The story follows a captivating dictator's wife standing trial for her dead husband's crimes, and the web of secrets she weaves around her young female lawyer. Partly inspired by Freya’s time as a journalist following Melania Trump in the 2016 US election, it is an exploration of female power, complicity and sacrifice, and the relationship between mothers and daughters. The Dictator’s Wife is set in Eastern Europe, where Freya travelled for several months as research, hearing stories of lives under Communism and having many adventures, including on her first night when I was teargassed while attending an anti-government protest in Bucharest.

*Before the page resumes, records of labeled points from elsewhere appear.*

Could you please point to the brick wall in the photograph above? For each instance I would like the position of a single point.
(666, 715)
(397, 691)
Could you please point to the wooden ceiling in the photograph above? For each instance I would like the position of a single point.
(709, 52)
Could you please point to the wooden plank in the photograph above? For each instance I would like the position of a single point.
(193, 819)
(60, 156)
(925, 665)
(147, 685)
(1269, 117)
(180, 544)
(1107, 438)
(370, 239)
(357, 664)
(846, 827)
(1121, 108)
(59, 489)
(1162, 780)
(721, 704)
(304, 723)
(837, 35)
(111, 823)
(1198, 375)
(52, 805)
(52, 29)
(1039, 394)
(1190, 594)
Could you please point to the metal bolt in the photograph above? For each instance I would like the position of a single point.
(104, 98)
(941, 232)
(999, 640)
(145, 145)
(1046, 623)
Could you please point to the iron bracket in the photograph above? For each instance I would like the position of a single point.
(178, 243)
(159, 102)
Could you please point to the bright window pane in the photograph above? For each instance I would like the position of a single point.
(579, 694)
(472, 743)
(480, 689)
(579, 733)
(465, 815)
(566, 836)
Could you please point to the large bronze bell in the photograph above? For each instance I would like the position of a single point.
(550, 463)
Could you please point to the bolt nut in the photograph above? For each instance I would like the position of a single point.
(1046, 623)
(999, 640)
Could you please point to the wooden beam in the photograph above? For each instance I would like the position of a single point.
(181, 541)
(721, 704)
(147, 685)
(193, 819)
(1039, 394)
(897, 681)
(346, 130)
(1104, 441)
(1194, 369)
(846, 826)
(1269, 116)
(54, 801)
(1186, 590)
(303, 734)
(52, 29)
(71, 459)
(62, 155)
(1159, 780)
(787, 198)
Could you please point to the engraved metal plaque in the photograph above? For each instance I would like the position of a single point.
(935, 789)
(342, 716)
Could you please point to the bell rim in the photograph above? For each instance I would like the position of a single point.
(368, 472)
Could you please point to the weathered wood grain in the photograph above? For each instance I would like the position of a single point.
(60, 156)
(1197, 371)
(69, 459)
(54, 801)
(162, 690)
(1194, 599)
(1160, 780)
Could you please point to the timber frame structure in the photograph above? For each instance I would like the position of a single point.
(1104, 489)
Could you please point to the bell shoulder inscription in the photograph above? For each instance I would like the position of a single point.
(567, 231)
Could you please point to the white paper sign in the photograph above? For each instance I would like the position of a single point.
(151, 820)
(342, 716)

Available to purchase online from many recognised book sellers, The Dictator’s Wife is published by Hachette's Headline and has received wonderful endorsements from Marian Keyes, Anthony Horowitz, Emma Stonex and Harlan Coben among others, and it is a Best Book of February from Waterstone's.
Freya has many happy memories of her time at RHSB and especially remembers being sent to Miss Bevan (then Head of the Junior School at Hope House)’s office having let off a stink bomb – which Freya puts down to reading too much Enid Blyton! She left RHSB in 2002 when her parents moved to Bristol and then went on to read English at Trinity College Cambridge. Sheila Hirst had been Freya’s favourite teacher at RHSB and a particular influence in deciding on her chosen subject! Following University Freya became a journalist at Reuters, covering corporate mergers and acquisitions and later Brexit. Around the time Freya decided to quit and write a book she had an offer from the Daily Mail to cover the 2016 US election in New York. This planted the seed for The Dictator's Wife. Freya explains ‘I'm fascinated by public perception and private fact; by ambiguity and the manipulation of truth; and by how our rational minds can so easily be overpowered by fear, and glamour.’
Splitting her time between London and the beautiful beaches of Wales, Freya is currently adding the finishing touches to a second book about female explorers.